Allein der Umstand, dass diese rechtspolitische Forderung, wenn sie in unmittelbarer zeitlicher Nähe zu einem dem Gedenken an das nationalsozialistische Unrechtsregime gewidmeten Gedenktag erhoben wird, von Teilen der Bevölkerung als Provokation empfunden wird, vermag den schweren Vorwurf einer Verletzung der Menschenwürde der Opfer noch nicht zu rechtfertigen. Zwar setzt die Menschenwürde auch der Freiheit der Meinungsäußerung sowie der Versammlungsfreiheit Grenzen (vgl. BVerfGE 102, 347 ≪366 f.≫). Jedoch bedarf es stets einer sorgfältigen Begründung, wenn angenommen werden soll, dass der Gebrauch eines Grundrechts die Menschenwürde verletzt oder angreift (vgl. BVerfGE 93, 266 ≪293≫). Dem tragen die Erwägungen der Gerichte nicht hinreichend Rechnung.
Die Entscheidung des Oberverwaltungsgerichts lässt sich auch nicht aus dem Gesichtspunkt des Missbrauchs der Versammlungsfreiheit begründen. Dass ein Veranstalter sich taktisch verhält und einen Versammlungstermin meidet, der Anlass für ein Verbot schaffen könnte, ist von seiner Entscheidungsfreiheit über die Art der Durchführung der Versammlung gedeckt.
3. Nicht ersichtlich und von den Gerichten und der Versammlungsbehörde nicht geltend gemacht ist, dass bei Wiederherstellung der aufschiebenden Wirkung anderweitige Gefährdungen der öffentlichen Sicherheit und Ordnung zu befürchten stünden, denen nicht anders als durch ein Verbot der Versammlung entgegengewirkt werden könnte.
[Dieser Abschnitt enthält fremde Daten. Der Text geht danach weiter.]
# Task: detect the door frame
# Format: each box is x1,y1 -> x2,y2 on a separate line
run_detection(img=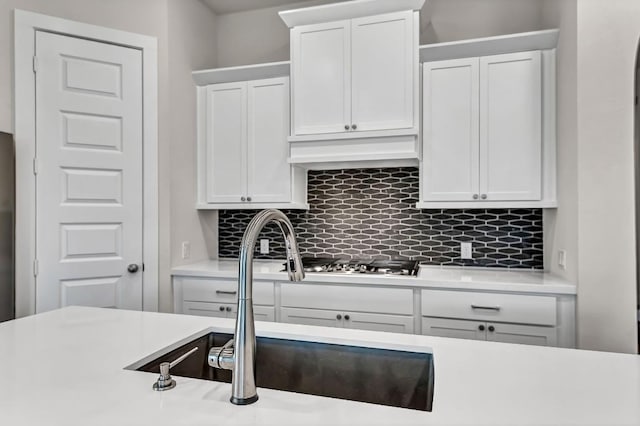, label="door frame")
13,9 -> 159,318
Das Bundesverfassungsgericht verbindet die Wiederherstellung der aufschiebenden Wirkung mit der im Tenor aufgeführten Maßgabe, dass Auflagen der Versammlungsbehörde Folge zu leisten ist. Die Versammlungsbehörde hat zu entscheiden, ob und welche Auflagen gemäß § 15 VersG erforderlich und unter Berücksichtigung des grundrechtlichen Schutzes des Antragstellers aus Art. 5 und 8 GG angemessen sind.
Die Entscheidung über die Erstattung der notwendigen Auslagen des Antragstellers beruht auf § 34a Abs. 3 BVerfGG.
Diese Entscheidung ist unanfechtbar.